Issue du travail engagé en 2019 pour les séries Abdication et Offering, la série Transfiguration vient nous interroger sur la fâcheuse prééminence de la vue sur les autres sens (théorie chère à Joseph Beuys). De façon conceptuelle, chacune de ces œuvres dialogue avec une image préexistante : elle est soit recouverte partiellement de feuilles mortes, de textiles ou des plumes d’oiseaux, soit prolongée à l’encre noire ou à la craie. A la fois volontairement abîmée, contestée, disgraciée mais aussi renouvelée, augmentée, métamorphosée, l’ancienne reproduction imprimée d’une œuvre d’art devient œuvre à part entière.  Le geste est passionné parfois jusqu’au baroque, souvent se crée un nouveau cadre au sujet travaillé, souvent est offerte une autre dimension, une seconde vie, une plus grande disponibilité à une pièce ancienne. Le spectateur semble renvoyé à une réalité trébuchante, incertaine, à la dérive.

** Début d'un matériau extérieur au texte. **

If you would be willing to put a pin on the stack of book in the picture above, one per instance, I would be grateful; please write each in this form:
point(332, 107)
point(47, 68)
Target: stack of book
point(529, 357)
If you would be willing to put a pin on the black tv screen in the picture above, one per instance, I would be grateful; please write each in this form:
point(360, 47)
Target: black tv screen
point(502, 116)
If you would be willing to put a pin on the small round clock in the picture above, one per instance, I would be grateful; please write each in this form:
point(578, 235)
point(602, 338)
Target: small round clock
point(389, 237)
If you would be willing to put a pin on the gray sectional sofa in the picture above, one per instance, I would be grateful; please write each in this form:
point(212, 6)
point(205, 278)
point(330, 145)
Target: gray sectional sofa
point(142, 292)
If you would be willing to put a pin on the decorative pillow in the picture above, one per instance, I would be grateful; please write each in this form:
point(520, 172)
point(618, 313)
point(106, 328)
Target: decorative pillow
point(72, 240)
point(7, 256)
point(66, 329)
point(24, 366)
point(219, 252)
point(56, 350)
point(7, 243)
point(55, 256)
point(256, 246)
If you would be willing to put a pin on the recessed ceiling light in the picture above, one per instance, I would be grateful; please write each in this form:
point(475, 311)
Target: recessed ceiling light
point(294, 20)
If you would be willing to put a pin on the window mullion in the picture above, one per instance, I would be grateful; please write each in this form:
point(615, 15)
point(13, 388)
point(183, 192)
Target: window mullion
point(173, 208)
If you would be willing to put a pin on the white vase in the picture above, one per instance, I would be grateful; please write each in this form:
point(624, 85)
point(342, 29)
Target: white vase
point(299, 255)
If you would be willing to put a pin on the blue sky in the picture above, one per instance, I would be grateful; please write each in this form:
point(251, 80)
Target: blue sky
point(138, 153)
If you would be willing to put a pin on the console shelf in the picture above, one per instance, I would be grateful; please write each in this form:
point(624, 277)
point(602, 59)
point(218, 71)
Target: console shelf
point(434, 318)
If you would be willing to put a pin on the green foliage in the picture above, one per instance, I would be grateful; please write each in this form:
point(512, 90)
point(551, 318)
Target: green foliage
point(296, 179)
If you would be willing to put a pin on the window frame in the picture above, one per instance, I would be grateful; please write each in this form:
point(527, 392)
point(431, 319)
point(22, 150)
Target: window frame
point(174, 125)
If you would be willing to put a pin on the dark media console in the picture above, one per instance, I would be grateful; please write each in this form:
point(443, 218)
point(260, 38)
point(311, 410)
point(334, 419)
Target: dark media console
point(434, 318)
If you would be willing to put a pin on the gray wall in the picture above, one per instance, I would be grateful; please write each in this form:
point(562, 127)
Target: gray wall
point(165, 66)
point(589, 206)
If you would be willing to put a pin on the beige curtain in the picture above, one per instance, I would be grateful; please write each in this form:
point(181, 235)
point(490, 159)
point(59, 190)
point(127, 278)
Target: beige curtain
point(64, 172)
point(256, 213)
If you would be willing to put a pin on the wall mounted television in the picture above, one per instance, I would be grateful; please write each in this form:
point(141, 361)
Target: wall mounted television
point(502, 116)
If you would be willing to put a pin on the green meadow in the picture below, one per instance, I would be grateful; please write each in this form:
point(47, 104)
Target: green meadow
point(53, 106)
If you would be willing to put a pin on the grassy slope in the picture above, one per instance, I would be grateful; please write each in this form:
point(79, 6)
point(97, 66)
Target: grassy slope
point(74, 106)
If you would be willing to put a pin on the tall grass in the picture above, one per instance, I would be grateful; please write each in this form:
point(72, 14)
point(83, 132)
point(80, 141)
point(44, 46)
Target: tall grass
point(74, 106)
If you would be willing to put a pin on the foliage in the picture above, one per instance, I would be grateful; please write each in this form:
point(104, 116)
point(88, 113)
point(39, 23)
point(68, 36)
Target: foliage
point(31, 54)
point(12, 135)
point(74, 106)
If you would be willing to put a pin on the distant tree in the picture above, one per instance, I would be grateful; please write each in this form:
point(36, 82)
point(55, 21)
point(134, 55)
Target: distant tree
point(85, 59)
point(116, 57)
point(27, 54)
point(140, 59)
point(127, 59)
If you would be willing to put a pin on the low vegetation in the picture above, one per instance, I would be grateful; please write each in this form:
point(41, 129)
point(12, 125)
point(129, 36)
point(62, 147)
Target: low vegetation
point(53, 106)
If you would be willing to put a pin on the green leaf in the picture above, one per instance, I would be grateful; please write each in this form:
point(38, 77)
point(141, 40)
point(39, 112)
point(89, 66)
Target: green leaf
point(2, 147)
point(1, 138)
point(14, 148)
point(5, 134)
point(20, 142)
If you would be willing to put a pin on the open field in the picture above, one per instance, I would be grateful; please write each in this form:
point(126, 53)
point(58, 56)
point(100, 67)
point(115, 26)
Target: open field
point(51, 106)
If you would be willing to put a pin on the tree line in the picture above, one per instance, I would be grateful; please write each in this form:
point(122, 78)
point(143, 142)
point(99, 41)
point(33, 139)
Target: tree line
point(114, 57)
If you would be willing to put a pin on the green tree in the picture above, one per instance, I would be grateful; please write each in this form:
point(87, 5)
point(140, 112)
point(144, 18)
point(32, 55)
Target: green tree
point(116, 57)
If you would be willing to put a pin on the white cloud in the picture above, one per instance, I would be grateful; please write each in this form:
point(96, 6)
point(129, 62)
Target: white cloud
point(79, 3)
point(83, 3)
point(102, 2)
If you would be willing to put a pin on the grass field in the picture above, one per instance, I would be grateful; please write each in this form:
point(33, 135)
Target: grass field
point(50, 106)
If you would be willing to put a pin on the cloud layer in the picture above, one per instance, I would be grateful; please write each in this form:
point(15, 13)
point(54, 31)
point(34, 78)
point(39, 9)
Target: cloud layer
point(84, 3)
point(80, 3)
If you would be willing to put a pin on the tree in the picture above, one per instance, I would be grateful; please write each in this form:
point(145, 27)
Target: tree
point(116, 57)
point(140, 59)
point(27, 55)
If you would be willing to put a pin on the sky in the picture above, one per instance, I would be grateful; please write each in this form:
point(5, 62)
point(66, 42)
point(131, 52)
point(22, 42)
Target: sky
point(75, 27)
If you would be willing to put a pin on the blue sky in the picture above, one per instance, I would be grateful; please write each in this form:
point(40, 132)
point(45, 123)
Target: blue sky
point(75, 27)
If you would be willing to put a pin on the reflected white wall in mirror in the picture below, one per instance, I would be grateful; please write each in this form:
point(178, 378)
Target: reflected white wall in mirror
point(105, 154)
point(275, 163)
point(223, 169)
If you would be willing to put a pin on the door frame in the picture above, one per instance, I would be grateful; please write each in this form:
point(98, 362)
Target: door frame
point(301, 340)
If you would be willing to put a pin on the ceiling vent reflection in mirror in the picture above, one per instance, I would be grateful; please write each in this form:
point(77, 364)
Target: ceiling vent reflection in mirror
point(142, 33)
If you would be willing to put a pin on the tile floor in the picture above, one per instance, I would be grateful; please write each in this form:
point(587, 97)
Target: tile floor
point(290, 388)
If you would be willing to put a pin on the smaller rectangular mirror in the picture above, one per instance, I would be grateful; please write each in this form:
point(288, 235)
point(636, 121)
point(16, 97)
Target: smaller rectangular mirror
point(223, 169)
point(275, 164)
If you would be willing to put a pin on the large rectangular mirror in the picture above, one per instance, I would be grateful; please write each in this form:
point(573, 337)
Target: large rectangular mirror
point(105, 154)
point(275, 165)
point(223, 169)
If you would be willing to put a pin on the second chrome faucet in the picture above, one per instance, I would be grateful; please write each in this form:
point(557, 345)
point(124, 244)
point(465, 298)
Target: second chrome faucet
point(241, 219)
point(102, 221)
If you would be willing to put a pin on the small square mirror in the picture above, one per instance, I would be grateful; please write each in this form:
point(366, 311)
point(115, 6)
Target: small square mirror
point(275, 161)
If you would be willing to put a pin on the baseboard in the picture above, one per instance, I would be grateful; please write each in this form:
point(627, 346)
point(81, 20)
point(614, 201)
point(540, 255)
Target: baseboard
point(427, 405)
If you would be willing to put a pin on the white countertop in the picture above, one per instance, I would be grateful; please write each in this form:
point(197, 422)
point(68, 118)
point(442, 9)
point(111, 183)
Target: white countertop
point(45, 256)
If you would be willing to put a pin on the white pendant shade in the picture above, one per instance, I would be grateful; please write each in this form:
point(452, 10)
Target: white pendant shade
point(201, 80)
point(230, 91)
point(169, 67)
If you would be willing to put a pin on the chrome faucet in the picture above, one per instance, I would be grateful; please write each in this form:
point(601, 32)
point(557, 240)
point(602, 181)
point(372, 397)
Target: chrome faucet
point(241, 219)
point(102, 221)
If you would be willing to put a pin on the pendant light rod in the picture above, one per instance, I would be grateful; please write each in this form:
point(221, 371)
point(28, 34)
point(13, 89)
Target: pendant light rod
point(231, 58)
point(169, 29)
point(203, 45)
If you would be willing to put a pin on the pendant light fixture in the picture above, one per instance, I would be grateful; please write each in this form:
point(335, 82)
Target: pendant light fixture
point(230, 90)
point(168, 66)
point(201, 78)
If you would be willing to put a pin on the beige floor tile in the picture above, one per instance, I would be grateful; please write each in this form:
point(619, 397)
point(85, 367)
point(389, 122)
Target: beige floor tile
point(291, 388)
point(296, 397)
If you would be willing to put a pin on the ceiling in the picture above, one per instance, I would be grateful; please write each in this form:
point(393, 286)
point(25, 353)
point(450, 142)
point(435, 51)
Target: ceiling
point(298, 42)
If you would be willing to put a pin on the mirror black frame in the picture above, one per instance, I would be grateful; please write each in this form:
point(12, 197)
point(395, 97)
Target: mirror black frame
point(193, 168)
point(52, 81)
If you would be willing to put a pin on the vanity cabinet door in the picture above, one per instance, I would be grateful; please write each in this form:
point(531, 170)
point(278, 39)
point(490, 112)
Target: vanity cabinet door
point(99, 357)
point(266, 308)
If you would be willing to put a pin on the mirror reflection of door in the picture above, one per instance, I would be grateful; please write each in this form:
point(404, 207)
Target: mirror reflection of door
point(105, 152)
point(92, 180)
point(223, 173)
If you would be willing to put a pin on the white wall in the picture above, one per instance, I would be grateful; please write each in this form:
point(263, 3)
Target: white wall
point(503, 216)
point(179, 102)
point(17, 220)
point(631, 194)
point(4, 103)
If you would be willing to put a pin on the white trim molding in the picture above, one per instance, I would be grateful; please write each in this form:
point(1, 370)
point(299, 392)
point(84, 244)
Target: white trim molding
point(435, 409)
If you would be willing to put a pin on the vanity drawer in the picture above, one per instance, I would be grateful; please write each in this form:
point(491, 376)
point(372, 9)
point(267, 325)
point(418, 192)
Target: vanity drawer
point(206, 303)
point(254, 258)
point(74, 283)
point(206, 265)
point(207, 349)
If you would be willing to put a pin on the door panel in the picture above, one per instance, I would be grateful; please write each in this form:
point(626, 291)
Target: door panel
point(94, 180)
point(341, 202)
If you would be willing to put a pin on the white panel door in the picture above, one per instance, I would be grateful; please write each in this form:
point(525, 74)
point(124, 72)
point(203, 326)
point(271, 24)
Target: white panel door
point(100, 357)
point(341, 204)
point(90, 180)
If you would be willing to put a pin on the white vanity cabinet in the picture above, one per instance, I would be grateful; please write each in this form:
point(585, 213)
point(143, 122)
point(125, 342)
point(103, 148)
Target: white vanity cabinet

L’histoire de l’art est ici envisagée comme un vaste terrain de jeu et comme un dialogue : Sont revisitées des icônes célèbres ou méconnues, pièces réactualisées jusqu’à provoquer un doute sur le bien fondé de l’intervention, jusqu’à ouvrir une brèche vers d’heureux contresens synonymes de paradoxes. Ces pièces sont parfois des hommages rendus à tel réalisateur, écrivain, poète, actrice ou musicien (hommage/image), elles dévoilent parfois influences et inclinations de l’artiste. Au sein de ces assemblages composites confrontant et réconciliant photographie et art plastique, de hauts représentants de l’humanité côtoient de simples anonymes. Le temps s’immobilise là où s’ouvre une béance d’infinies significations. Le passé nous appelle. Le passé se bat pour exister encore un peu, il proteste, il s’affiche, il se dissimule, il s’indigne, il se transfigure pour s’offrir une fois encore à nos yeux fatigués.